Monday, November 19, 2012
The Joint Administrators of collapsed electrical store chain Comet today announced 735 further redundancies in the company’s head office, central functions and across its home delivery network.
Administrators Deloitte meanwhile continues its search for a buyer for all or parts of the business.
A total of 603 employees have been made redundant from the home delivery network which operates from 12 hubs across the UK. The network will continue to operate, although with a significantly reduced workforce at each of the 12 locations, in order to complete deliveries and continue to support the repairs operation.
A further 132 jobs have been lost at Comet’s head office and support functions, including 57 redundancies at Rickmansworth, Hertfordshire, 17 employees in Hull, and 56 employees from the call centre in Clevedon. Staff involved were informed at meetings today.
A dedicated helpline is in place for all employees and the company is running an Employee Assistance Programme to help those staff made redundant find other jobs.
As part of this programme, the company has established relationships with more than 35 prospective employers who are keen to offer roles to ex-Comet employees, and the company is actively working to introduce redundant Comet employees to these employers, administrators said.
There have been no redundancies to date at Comet stores. But administrators confirmed on Saturday that up to 41 Comet stores may have to close between now and the end of November, including at Bury St Edmunds, unless a buyer can be found for the business. A closing down sale with increased discounts has begun in 27 stores and a further 14 stores may be identified for closure in the coming days unless a buyer can be found or new terms agreed with landlords in the meantime. At the same time, more generous discounts will be applied to products across all Comet stores from tomorrow.
Administrators hope to redeploy staff from any stores which close to other stores nearby, but there will “inevitably” be redundancies among the 869 full-time and part-time employees who work in these 41 stores, they said.

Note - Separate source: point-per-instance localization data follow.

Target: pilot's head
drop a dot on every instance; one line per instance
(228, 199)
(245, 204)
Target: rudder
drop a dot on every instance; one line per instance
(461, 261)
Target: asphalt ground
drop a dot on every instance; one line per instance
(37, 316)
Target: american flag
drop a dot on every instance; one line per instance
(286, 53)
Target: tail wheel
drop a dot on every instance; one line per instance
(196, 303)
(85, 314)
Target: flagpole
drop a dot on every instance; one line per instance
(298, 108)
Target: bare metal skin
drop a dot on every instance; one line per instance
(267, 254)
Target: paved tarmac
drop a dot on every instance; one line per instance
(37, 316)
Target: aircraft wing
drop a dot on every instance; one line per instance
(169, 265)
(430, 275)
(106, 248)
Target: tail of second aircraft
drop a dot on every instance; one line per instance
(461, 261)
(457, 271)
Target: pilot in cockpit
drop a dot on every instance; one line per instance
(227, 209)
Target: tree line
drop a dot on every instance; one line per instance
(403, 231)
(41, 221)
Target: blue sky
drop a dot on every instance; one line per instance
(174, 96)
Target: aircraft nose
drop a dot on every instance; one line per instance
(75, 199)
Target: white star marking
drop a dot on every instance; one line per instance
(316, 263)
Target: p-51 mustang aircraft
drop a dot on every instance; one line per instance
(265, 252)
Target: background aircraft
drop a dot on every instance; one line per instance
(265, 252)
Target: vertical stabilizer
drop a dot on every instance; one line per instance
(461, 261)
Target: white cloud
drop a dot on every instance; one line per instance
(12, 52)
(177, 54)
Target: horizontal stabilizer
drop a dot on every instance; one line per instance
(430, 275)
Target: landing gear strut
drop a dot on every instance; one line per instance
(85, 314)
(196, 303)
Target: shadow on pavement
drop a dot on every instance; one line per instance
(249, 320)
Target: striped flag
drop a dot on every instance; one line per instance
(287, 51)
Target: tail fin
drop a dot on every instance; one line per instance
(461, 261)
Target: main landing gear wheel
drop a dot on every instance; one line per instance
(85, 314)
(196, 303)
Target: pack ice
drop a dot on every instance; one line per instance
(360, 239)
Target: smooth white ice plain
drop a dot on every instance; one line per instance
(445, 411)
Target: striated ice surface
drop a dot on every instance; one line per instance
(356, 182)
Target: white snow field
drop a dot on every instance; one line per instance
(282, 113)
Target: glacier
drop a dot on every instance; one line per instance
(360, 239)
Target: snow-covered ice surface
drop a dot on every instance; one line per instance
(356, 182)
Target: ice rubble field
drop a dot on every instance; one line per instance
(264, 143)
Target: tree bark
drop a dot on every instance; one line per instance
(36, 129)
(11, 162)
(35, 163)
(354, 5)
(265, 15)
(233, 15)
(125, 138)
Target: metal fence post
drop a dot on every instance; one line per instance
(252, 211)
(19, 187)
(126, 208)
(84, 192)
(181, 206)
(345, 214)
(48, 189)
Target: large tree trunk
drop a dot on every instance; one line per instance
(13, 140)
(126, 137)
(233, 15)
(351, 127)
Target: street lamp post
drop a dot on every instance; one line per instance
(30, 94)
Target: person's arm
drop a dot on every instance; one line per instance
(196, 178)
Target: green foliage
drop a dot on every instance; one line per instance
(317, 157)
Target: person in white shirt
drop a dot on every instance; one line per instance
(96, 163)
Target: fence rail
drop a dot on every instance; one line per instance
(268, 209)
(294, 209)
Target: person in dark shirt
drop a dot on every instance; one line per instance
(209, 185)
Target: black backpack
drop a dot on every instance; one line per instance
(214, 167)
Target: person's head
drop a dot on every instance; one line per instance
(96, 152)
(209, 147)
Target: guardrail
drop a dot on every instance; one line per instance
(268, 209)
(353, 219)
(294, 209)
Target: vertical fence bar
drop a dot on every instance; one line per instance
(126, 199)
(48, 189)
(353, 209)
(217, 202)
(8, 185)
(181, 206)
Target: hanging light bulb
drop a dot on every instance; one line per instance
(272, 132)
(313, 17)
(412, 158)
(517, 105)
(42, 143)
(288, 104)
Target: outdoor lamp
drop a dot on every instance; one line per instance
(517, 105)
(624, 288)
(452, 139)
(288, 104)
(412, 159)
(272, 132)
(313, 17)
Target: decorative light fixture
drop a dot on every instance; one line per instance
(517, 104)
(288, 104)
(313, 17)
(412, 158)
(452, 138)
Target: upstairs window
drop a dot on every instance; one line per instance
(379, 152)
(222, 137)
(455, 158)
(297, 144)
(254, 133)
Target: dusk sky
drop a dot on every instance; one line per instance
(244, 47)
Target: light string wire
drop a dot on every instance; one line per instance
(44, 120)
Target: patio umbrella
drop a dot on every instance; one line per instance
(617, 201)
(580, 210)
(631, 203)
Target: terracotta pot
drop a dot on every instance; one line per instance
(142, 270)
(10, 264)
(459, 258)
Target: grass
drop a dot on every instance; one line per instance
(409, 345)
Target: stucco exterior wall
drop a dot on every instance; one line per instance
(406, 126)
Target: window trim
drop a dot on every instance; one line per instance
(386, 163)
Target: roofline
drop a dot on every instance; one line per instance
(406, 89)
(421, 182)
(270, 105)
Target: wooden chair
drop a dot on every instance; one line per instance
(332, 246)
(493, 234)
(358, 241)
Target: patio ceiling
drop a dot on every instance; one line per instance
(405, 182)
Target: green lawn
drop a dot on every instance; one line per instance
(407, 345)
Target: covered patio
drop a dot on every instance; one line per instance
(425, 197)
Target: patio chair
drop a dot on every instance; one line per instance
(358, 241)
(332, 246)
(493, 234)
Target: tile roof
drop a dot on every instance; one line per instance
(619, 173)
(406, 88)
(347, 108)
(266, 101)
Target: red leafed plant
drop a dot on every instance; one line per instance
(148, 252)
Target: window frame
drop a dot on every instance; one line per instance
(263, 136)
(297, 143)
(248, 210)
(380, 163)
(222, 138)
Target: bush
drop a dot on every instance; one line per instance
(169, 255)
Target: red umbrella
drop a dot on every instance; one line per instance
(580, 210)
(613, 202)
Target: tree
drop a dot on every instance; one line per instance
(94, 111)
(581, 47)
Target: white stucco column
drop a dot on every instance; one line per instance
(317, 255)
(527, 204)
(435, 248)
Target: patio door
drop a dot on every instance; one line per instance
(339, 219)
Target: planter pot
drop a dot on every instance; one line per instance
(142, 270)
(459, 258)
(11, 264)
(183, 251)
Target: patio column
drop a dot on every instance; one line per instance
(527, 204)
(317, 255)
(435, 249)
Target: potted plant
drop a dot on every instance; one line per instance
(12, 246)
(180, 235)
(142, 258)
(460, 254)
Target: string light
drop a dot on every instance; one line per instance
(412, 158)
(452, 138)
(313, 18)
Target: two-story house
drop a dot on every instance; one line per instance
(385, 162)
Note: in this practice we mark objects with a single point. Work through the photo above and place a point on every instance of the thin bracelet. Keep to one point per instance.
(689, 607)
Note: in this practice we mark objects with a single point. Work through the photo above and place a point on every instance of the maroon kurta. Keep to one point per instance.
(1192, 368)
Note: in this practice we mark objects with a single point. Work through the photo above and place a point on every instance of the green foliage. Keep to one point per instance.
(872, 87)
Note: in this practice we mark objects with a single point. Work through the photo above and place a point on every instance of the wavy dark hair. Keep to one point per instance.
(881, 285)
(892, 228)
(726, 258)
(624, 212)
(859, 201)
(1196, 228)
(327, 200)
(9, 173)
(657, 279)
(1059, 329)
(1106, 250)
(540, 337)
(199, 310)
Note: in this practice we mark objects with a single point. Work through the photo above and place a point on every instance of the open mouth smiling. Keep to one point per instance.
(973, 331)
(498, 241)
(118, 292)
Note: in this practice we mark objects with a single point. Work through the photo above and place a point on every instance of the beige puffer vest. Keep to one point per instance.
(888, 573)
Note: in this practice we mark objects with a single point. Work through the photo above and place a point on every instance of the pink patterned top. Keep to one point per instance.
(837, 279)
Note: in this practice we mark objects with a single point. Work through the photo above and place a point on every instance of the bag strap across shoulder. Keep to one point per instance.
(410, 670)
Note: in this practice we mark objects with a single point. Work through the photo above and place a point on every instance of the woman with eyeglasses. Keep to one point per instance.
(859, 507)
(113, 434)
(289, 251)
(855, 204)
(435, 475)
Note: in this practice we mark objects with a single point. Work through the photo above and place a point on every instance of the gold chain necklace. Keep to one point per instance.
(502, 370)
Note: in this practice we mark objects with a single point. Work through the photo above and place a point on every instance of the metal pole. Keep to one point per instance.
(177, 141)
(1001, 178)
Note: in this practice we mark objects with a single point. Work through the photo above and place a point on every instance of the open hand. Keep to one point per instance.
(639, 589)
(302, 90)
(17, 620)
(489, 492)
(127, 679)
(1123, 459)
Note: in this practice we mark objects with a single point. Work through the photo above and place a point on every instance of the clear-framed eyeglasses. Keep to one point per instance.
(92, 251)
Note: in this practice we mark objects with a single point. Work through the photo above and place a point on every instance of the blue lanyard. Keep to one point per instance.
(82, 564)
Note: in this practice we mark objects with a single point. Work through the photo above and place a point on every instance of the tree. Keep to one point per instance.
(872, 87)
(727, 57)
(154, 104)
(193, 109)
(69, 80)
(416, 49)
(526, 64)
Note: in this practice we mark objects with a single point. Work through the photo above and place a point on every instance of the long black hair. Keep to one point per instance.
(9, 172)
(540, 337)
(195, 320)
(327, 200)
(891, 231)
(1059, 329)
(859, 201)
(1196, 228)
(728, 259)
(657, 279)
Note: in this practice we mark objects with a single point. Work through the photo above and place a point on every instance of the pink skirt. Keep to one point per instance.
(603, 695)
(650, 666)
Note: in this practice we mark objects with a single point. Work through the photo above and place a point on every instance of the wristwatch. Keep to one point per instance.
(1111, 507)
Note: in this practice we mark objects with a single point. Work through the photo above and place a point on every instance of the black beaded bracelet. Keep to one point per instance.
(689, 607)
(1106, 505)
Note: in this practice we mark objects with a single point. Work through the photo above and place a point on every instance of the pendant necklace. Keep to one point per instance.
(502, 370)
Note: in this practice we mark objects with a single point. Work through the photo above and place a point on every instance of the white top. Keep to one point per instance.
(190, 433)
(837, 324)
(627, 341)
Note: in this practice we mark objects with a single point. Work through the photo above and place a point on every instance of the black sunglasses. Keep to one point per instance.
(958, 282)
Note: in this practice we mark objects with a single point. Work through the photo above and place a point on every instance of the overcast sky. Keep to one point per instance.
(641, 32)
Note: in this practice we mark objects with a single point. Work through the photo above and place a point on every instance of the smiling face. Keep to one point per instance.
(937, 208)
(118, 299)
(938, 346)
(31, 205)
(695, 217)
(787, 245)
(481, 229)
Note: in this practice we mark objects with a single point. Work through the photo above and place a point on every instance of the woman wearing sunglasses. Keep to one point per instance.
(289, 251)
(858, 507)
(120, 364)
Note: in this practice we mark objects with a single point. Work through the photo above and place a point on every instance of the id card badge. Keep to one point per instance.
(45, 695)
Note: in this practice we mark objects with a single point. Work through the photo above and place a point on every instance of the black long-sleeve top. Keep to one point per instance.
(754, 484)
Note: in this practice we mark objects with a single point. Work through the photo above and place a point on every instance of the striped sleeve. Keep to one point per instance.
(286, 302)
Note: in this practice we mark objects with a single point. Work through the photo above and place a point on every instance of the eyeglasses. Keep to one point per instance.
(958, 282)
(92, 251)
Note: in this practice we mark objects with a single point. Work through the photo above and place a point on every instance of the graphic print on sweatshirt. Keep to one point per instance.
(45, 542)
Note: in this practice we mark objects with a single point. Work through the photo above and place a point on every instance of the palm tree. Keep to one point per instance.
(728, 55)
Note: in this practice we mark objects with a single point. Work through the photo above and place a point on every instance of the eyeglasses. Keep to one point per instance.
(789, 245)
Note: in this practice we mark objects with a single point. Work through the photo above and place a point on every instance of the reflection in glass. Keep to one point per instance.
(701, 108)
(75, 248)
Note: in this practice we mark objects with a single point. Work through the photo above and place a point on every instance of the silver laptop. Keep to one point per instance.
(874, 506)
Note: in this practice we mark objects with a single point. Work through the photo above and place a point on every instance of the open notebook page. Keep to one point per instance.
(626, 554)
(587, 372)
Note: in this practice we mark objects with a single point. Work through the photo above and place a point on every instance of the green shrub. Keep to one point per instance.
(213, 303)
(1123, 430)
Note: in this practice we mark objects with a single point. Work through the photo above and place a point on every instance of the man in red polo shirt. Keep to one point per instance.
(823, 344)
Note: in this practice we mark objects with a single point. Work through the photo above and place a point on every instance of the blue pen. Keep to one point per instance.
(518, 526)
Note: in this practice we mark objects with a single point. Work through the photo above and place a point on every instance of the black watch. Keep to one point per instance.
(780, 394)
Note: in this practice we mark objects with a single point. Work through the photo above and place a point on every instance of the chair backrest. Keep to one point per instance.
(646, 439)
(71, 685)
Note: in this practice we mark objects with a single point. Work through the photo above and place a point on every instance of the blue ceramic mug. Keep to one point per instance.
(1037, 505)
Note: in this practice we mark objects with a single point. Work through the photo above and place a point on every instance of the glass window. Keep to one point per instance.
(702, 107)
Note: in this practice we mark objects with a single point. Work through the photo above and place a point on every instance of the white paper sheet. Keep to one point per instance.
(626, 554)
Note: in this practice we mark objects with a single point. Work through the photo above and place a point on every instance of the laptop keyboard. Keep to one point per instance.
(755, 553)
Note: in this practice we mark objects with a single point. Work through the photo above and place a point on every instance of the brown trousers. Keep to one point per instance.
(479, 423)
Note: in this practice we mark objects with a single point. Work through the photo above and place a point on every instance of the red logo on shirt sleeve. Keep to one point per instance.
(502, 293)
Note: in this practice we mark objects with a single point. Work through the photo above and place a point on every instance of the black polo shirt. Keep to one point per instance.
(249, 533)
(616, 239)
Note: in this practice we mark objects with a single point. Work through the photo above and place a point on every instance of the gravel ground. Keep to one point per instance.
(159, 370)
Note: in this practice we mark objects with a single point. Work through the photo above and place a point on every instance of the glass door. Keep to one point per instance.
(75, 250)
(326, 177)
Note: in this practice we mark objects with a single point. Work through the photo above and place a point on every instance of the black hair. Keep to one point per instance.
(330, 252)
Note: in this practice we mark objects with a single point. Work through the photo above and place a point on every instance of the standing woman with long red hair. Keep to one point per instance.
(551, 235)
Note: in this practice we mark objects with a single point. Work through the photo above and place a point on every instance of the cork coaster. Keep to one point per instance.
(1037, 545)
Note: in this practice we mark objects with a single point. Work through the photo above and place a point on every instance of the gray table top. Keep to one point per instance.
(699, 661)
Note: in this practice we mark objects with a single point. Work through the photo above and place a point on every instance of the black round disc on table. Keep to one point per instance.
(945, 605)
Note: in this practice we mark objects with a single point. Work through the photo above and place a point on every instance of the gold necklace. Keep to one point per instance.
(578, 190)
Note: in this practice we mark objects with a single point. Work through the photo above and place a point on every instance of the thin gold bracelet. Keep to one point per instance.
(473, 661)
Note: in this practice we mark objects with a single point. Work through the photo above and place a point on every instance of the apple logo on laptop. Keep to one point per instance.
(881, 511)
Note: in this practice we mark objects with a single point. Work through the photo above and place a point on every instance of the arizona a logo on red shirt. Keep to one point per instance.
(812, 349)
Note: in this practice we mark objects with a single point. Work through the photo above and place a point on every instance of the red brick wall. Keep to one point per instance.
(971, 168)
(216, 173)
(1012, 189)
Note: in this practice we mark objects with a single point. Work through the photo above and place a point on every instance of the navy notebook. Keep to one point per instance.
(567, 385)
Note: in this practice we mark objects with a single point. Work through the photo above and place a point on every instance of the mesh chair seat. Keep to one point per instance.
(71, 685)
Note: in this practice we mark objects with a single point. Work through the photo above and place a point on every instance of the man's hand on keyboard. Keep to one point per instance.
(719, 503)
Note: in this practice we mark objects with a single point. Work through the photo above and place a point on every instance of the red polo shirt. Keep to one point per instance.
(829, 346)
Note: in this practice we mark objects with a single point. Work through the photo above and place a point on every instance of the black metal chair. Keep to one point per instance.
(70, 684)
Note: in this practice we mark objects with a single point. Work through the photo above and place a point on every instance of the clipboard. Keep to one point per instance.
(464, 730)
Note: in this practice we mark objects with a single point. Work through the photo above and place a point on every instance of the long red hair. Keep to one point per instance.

Chris Farrington, Joint Administrator, said: “Discussions continue to take place with parties who have expressed interest in parts of the business. However, it is unfortunately necessary to begin a store closure programme and to scale back the company’s support functions. While we will continue to do all we can to preserve jobs, we are working hard to put in place comprehensive support to help those employees who are made redundant during the administration.
“This support includes connecting people to prospective employers who are keen to offer roles to ex-Comet staff, and providing assistance and workshops to help with job hunting skills, such as CV and cover letter writing and interview skills, to enhance their chances of securing new employment.
“We are very grateful to the company’s employees for their professionalism, loyalty and support at this difficult time and employees will of course continue to be paid for all the work they do while the company is in Administration.”
Neville Kahn, Nick Edwards and Chris Farrington of Deloitte were appointed Joint Administrators to Comet on Friday, November 2.